CRACKANORY: Nanny’s Fanny

We all have stories to tell, so this is the first of a sporadic series where I recount the tales of others.

One pleasant Sunday afternoon, I was sat in Eden Bar with a good friend. The bright sun failed to penetrate the comfortingly dim interior, with its dark walls and heavy velvet drapes, that wouldn’t look out of place in Miss Havisham’s Dickensian drawing room. It was the perfect setting for my friend to tell me a story, although maybe a ghost story would have been more appropriate. In fact, any story would have been more appropriate that this most inappropriate of tales.

My friend and I have a mutual mate called Luke, who speaks his mind with uncompromising directness and is armed with a hilariously sick sense of humour, a character trait that he has possessed since childhood, apparently.

Back when Luke and his brother Jack where aged 11 and 15 respectively, they were staying overnight at their grandmother’s home. There was only the one bed available, so their nan dutifully allowed the boys to sleep in it, while she fashioned herself a nest on the floor from spare blankets and pillows.

During the night, Luke woke up and glanced down at where his nan was slumbering. In her bid to get comfortable, Nan had discarded her sheets and was sprawled uncovered on her makeshift bed. Luke was horrified to see that her nocturnal squirming had caused her nightie to ride up and expose Nanny’s naked nether regions, out there and glistening in the moonlight.

Luke frantically woke his brother, and the two boys descended into a stifled fit of adolescent giggles, as they peered over the edge of the bed at the startling sight.

“Look, look, look… Nanny’s fanny!” Luke sniggered.
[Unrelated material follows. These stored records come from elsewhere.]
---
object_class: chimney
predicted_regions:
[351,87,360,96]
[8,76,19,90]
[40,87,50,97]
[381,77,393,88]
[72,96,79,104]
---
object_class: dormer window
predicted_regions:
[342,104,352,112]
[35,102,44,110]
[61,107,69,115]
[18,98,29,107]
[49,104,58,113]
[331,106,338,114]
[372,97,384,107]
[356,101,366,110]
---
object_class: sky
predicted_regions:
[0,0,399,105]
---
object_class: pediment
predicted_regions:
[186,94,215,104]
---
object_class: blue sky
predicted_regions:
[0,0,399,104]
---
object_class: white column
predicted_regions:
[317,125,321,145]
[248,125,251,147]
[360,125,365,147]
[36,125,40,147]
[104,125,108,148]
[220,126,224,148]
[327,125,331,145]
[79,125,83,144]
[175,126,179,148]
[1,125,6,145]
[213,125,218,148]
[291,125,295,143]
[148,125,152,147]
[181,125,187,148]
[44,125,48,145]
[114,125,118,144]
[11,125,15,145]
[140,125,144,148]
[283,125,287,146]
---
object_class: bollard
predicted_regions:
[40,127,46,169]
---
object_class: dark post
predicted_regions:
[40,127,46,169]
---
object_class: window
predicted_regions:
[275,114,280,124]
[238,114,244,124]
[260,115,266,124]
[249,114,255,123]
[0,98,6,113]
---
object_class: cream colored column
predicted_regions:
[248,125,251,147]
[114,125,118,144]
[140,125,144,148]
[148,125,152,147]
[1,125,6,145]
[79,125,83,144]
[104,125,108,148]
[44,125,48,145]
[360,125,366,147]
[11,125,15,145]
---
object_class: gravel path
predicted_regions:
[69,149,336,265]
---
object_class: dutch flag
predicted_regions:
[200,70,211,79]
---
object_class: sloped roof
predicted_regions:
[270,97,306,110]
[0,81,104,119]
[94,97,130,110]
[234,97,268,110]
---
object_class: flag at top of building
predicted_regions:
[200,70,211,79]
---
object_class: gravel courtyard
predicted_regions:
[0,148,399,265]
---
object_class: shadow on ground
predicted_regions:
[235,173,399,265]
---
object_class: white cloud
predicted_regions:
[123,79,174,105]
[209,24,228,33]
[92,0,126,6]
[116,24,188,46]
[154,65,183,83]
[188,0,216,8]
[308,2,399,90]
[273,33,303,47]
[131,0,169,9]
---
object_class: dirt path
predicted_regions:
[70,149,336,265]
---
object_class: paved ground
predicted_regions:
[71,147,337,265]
Suddenly, a twisted idea came to him and, seizing an opportunity to torment his brother in a way that only a sibling could, Luke challenged, “I bet it stinks. Dare you to sniff it!”

Jack refused.

“Go on, sniff it. I dare you!”

“I’m not doing it!!”

“You’ve got to, it’s a dare. Sniff Nanny’s fanny.”

“No!”

“If you don’t sniff Nanny’s fanny, you are a chicken.”

“No way!”

“Chicken… chicken… chicken.”

Finally, after much taunting and goading, Luke managed to pressure his older brother into complying.
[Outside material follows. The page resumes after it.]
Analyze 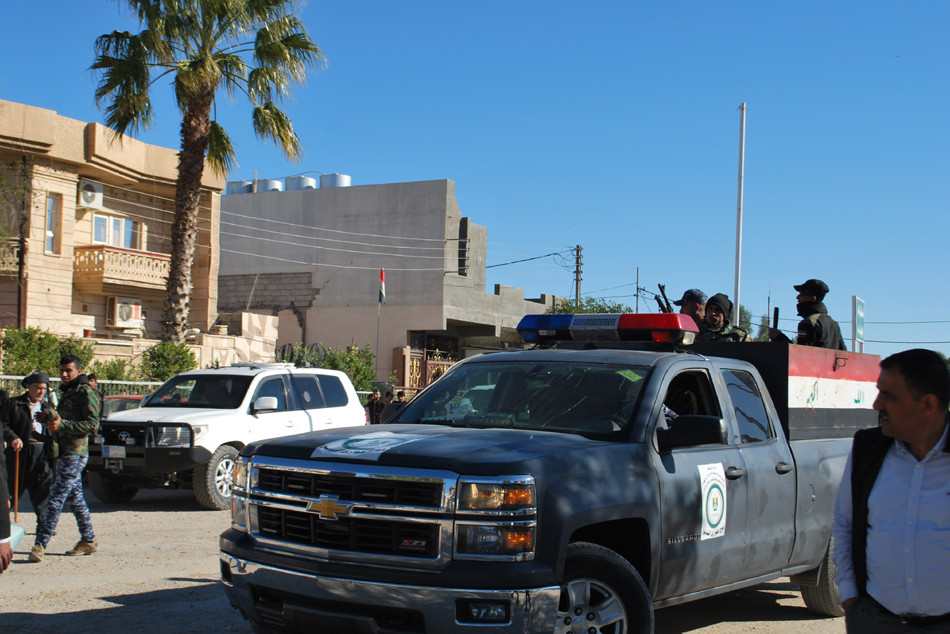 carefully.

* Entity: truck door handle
[726,467,745,480]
Jack crept stealthily off the bed and over to their grandmother’s sleeping form. Egged on by his younger brother, he knelt and lowered his head until his nose hovered just above the exposed region.

Suddenly, quick as a flash, Luke thrust out his arm, grabbed the back of his brother’s head and shoved him face first into the crotch.

Nan awoke in confusion to find her grandson nose deep in her vagina and pandemonium naturally ensued. Jack the ‘Vagina Miner’ vigorously claimed that he had got up to use the bathroom and tripped, while Luke feigned innocence and pretended that the commotion had just woken him up.

So wrong, but so funny.

A few months after being told this tale, I had the pleasure of hearing Luke tell it himself on a packed train to London… much to the distain of the elderly gentleman sat across the aisle from us.

Back on that sunny Sunday afternoon in Eden Bar, my friend and I raised a glass to, “The original Fanny Chmelar”.